En route vers d’autres astéroïdes géocroiseurs
Pour les chercheurs, ces nouveaux échantillons sont véritablement inestimables : « Nous n’avons jamais eu de matériaux comme celui-ci auparavant… L’eau et les matières organiques feront l’objet de recherches, c’est donc une opportunité très précieuse », se réjouit Motoo Ito, chercheur principal à l’Agence japonaise pour les sciences et technologies marines et terrestres. À noter que le Japon n’aura pas le monopole des analyses : la moitié des échantillons récoltés sur Ryugu seront partagés entre la JAXA, la NASA et d’autres organisations internationales. L’autre moitié sera précieusement conservée pour les futures études qui seront menées, à mesure des progrès réalisés dans les technologies analytiques.
Hayabusa 2 a accompli cette première tâche avec succès, mais sa mission n’est pas finie pour autant. Elle a en effet d’autres astéroïdes à « visiter », à commencer par l’astéroïde 2001 CC21, qu’elle devrait atteindre au mois de juillet 2026, après avoir accompli une série d’orbites autour du Soleil pendant environ six ans. Il ne sera pas question de collecter des matériaux ici, mais de prendre divers clichés de l’objet. Tout comme Ryugu, cet astéroïde est classé parmi les objets « potentiellement dangereux », du fait qu’ils passent à proximité de l’orbite terrestre (ce sont des objets géocroiseurs, des Near-Earth Objects) ; ils menacent ainsi d’entrer en collision avec la Terre. Leur étude doit permettre de réunir les éléments nécessaires à la mise en place d’un système de défense planétaire contre ce type d’objets.
Après avoir survolé 2001 CC21, Hayabusa 2 se dirigera vers 1998 KY26, un petit astéroïde de seulement 30 mètres de diamètre, en rotation rapide — son jour sidéral, soit la durée que met l’objet pour faire un tour sur lui-même, est estimé à 10,7 minutes.

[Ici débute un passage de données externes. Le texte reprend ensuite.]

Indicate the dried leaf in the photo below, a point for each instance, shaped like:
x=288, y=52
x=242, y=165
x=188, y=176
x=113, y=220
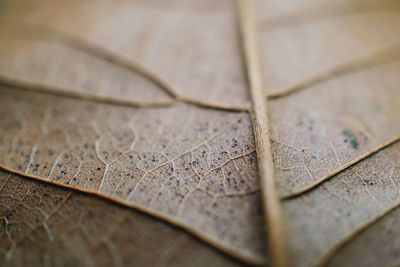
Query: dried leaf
x=162, y=124
x=61, y=227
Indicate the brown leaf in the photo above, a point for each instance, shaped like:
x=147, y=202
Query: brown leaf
x=48, y=225
x=183, y=149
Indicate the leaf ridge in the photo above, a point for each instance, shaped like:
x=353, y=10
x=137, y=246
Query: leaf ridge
x=270, y=199
x=391, y=141
x=158, y=215
x=380, y=56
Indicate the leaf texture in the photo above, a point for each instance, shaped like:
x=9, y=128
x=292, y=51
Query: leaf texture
x=190, y=165
x=47, y=225
x=146, y=103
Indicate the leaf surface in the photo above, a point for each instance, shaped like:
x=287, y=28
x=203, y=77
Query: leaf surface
x=44, y=224
x=147, y=104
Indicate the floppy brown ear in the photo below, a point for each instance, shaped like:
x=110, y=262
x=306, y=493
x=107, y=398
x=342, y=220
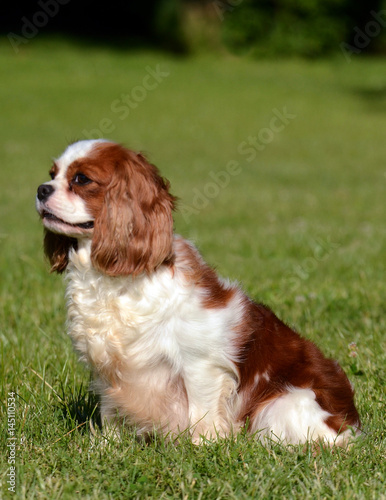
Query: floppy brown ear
x=133, y=233
x=56, y=248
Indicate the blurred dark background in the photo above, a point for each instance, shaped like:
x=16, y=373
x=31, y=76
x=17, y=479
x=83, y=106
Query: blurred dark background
x=310, y=28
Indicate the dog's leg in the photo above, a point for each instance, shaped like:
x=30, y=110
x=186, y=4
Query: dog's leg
x=211, y=397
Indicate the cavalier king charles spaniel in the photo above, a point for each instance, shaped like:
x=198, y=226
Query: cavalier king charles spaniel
x=172, y=346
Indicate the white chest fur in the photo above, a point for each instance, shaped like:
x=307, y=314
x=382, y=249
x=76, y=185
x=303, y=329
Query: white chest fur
x=134, y=331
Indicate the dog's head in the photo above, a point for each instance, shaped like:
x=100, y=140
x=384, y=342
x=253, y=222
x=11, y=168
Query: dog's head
x=113, y=196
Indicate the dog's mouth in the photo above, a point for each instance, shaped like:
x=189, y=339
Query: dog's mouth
x=51, y=218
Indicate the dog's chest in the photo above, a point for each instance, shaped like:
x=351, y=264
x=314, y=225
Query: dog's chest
x=113, y=321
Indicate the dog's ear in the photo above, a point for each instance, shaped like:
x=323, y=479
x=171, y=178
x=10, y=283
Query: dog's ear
x=133, y=232
x=56, y=248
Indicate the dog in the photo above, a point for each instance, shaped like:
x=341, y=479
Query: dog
x=172, y=346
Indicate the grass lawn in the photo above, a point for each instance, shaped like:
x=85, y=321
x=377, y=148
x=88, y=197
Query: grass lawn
x=280, y=169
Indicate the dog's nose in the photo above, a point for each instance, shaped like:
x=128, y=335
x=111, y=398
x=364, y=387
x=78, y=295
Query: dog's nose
x=44, y=191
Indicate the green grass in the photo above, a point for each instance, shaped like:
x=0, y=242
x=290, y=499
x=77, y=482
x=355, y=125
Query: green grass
x=302, y=226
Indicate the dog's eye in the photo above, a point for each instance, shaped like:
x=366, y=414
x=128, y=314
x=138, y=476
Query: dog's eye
x=81, y=179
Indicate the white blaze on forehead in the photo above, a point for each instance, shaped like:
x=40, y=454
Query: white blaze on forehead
x=74, y=152
x=63, y=203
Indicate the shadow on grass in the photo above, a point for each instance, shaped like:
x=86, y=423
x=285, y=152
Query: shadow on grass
x=79, y=406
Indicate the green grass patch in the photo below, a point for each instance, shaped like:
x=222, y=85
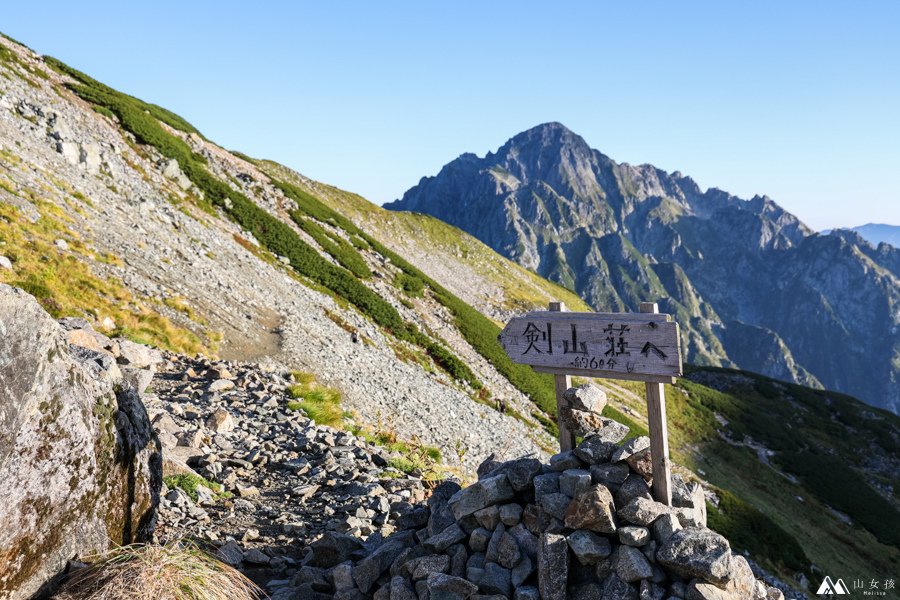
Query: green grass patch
x=321, y=404
x=339, y=249
x=410, y=284
x=189, y=483
x=749, y=529
x=844, y=489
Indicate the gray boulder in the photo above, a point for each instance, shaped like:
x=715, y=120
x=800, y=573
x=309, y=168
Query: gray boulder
x=587, y=397
x=488, y=491
x=695, y=552
x=588, y=547
x=448, y=587
x=70, y=436
x=592, y=509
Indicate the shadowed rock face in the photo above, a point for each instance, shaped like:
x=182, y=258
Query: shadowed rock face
x=79, y=462
x=750, y=285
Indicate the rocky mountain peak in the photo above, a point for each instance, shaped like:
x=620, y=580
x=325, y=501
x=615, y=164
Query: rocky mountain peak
x=614, y=233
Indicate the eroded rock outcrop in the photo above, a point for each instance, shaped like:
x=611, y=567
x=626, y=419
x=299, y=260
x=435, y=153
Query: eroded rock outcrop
x=79, y=461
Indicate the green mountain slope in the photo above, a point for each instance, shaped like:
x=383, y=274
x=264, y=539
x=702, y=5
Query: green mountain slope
x=761, y=443
x=736, y=272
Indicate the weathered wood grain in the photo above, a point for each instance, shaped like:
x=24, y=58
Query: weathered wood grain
x=562, y=382
x=659, y=434
x=610, y=345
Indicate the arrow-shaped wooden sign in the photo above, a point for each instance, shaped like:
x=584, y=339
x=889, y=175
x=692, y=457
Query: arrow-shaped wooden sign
x=635, y=346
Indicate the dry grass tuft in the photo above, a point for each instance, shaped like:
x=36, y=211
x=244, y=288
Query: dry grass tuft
x=177, y=571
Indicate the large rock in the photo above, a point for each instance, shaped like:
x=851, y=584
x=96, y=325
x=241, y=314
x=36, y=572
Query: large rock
x=695, y=552
x=592, y=509
x=491, y=490
x=587, y=397
x=80, y=464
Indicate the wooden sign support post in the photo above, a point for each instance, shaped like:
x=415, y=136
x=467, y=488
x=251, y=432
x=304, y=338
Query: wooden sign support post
x=641, y=346
x=659, y=434
x=563, y=382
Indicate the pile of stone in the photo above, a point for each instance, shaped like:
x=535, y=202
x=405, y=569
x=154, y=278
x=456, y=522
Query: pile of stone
x=583, y=526
x=285, y=480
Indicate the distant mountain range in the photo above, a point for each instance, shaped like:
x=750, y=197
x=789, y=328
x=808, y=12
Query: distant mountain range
x=876, y=233
x=750, y=284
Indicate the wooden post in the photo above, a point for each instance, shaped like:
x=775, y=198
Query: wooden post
x=563, y=382
x=659, y=435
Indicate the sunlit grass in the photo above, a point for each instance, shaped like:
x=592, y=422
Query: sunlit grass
x=177, y=571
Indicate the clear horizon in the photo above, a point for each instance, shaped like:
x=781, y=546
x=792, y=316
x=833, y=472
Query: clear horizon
x=794, y=101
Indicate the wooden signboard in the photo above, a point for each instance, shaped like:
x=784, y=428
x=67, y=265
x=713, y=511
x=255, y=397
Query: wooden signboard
x=634, y=346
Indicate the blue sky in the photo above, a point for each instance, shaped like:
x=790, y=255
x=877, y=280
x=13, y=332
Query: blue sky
x=797, y=100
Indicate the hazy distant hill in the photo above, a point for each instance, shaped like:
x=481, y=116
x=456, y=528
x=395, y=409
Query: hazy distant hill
x=876, y=233
x=751, y=285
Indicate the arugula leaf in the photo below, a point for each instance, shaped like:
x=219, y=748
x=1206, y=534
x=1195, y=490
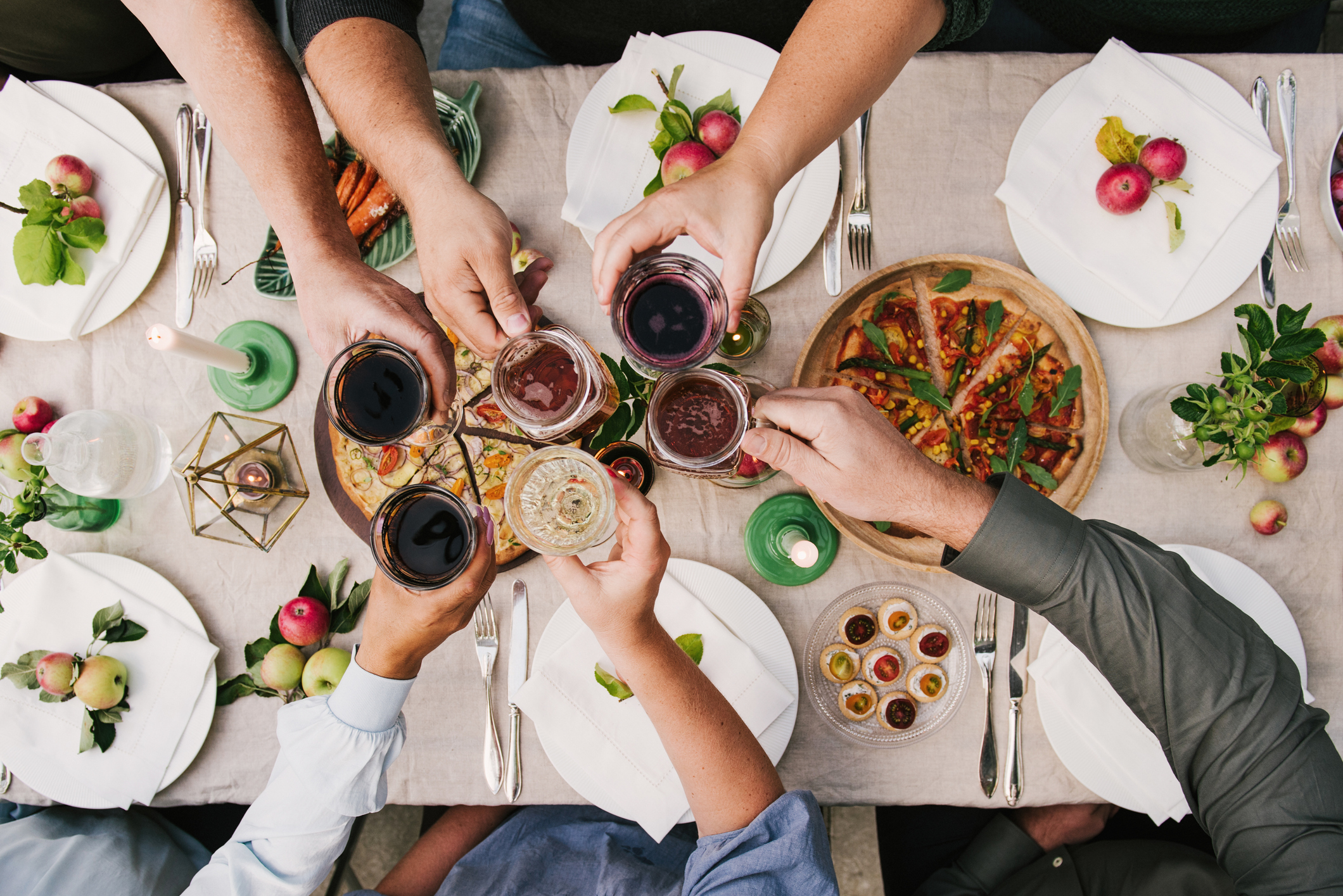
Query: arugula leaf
x=632, y=103
x=953, y=281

Lorsque la sonde arrivera sur cet astéroïde en juillet 2031, elle sera à environ 300 millions de kilomètres de la Terre ! Là encore, l’engin sera chargé de prendre des images de l’objet, ce qui sera relativement difficile étant donné sa rotation rapide. Il est cependant peu probable qu’Hayabusa 2 recueille de nouveaux échantillons, car elle n’aurait pas assez de carburant pour les réexpédier sur Terre.